How the parties approach a grievance process will very much dictate the outcome. It is important for both parties to try to avoid an antagonistic approach and keep an open mind. While the employee will have started the process because they are feeling aggrieved, it is important for the employer to respond appropriately in order that the situation does not escalate, resulting in the employee become further aggrieved. Equally, an employee should engage in the grievance process with an open mind and be willing to listen to their employer’s point of view.

The ACAS Code is intended to provide practical guidance to employers and employees and sets out “the standard of reasonable behaviour” for both parties when an employee has a grievance that cannot be resolved informally. Although the obligations placed on employees are minimal, it is still important for them and their representatives to have regard to the Code if they wish to raise a formal grievance with their employer.

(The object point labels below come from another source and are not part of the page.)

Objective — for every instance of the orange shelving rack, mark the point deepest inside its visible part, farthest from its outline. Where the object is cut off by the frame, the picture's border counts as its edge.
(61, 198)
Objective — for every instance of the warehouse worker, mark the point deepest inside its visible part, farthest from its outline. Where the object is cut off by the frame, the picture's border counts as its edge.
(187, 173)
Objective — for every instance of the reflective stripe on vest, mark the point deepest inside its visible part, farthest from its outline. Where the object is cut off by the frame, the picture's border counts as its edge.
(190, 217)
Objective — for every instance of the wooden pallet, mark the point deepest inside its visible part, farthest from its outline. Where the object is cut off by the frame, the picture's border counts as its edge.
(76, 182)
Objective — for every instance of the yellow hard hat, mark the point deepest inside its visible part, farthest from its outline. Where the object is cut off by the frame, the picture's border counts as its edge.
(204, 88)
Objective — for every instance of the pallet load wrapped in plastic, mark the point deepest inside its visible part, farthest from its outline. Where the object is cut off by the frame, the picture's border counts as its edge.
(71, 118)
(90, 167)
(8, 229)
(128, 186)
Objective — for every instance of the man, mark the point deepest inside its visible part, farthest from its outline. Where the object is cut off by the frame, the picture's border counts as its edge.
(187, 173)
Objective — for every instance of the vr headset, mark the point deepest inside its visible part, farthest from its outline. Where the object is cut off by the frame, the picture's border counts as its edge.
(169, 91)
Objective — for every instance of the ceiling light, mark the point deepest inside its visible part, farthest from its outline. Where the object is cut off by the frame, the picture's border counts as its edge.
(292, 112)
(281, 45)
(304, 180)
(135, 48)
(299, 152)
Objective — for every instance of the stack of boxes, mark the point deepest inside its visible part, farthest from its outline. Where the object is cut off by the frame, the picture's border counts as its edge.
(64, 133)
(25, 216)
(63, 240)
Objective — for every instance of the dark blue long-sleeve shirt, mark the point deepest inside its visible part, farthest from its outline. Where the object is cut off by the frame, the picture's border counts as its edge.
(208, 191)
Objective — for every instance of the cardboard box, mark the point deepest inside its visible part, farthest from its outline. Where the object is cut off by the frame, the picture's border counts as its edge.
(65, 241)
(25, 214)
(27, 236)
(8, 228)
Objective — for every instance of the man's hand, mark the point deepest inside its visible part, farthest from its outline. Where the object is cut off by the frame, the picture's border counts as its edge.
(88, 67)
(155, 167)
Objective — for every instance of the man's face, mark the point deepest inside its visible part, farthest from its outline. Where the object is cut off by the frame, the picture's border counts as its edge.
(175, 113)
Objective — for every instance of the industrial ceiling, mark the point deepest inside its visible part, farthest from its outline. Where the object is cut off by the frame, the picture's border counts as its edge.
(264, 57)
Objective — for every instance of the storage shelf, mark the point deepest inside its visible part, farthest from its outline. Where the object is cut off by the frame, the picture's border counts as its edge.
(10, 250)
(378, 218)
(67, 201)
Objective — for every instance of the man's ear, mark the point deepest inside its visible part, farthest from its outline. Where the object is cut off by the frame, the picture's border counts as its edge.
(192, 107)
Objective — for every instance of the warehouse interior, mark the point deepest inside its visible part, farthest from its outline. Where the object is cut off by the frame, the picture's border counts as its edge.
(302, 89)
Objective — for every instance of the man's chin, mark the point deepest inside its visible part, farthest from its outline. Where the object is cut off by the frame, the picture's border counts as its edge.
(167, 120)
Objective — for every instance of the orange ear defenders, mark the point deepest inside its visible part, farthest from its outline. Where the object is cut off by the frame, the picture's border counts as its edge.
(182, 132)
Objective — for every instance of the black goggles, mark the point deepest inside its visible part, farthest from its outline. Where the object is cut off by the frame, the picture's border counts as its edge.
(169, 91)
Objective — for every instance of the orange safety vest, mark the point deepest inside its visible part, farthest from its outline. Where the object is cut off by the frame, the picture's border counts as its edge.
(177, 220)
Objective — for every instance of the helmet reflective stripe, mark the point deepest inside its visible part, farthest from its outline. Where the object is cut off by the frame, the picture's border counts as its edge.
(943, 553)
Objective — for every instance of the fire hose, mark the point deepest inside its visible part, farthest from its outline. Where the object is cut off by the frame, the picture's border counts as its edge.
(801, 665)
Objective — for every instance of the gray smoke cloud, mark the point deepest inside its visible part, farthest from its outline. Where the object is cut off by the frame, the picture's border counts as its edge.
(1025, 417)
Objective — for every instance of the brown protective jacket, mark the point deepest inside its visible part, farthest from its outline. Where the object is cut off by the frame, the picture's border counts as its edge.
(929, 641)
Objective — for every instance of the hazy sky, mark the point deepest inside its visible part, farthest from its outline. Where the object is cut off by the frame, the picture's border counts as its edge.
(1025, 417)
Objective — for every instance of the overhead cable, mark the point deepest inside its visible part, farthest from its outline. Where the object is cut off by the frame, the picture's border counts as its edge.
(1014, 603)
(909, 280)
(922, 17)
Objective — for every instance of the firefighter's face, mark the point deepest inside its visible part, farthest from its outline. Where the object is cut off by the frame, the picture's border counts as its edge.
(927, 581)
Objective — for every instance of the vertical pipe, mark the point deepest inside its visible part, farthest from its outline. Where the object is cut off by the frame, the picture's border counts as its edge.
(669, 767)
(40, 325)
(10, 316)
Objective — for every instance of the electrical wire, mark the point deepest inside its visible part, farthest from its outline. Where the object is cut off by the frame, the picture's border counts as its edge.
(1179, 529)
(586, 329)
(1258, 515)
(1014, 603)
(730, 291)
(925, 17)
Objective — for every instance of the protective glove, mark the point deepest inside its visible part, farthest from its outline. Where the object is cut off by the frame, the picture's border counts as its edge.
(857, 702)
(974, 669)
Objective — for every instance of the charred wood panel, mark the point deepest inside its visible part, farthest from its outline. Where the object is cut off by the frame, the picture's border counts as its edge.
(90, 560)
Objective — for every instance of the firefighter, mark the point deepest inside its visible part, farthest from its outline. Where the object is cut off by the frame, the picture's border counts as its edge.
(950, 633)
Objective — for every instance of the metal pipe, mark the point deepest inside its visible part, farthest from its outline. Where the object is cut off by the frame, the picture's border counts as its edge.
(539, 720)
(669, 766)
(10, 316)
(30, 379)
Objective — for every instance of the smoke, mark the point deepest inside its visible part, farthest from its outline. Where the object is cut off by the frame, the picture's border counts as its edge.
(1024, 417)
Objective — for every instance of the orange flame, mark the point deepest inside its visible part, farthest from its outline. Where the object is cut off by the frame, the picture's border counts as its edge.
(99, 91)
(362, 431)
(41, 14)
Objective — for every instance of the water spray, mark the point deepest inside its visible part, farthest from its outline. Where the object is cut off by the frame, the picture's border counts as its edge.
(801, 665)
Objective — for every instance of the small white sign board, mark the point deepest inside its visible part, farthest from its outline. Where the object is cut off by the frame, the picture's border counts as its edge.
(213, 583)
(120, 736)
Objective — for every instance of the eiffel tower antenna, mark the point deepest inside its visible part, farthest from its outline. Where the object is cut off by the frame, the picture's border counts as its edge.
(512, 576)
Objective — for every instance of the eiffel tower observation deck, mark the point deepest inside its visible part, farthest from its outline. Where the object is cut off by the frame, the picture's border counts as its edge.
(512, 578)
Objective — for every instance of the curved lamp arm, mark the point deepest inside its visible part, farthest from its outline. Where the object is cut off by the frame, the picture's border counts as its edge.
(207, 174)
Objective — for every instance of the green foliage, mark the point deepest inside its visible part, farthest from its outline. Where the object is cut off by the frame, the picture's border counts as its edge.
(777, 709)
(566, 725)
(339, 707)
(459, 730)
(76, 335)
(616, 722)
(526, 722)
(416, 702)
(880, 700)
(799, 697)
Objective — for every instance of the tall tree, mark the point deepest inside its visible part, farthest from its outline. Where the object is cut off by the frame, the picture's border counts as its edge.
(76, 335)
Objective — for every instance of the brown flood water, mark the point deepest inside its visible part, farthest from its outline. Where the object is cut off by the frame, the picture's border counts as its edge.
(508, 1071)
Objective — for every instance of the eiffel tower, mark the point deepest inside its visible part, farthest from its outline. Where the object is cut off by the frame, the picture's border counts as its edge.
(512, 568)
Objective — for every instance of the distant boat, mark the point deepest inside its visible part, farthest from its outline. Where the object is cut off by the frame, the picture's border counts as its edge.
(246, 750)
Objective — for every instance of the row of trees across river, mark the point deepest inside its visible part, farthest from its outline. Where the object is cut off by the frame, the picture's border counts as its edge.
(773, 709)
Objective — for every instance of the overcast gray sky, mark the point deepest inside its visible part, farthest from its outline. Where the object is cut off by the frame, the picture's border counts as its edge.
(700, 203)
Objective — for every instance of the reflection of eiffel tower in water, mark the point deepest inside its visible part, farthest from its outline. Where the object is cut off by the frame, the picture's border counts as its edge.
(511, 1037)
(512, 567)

The ACAS Code is supplemented by the Non-statutory ACAS guide. This has no statutory effect, need not be taken into account by tribunals and parties cannot be penalised for failing to follow it. However it does provide practical guidance on the handling of grievance matters, based on good industrial relations practice and the case law principles of fairness.

Failure to follow any part of the ACAS Code does not of itself make an employer liable to proceedings. However, employment tribunals must take the ACAS Code into account where relevant when considering whether an employer has acted reasonably or not. Furthermore, if the employee subsequently brings certain successful claims, the tribunal can adjust the amount of compensation by up to 25% either way if the employer or the employee has unreasonably failed to comply with the ACAS Code.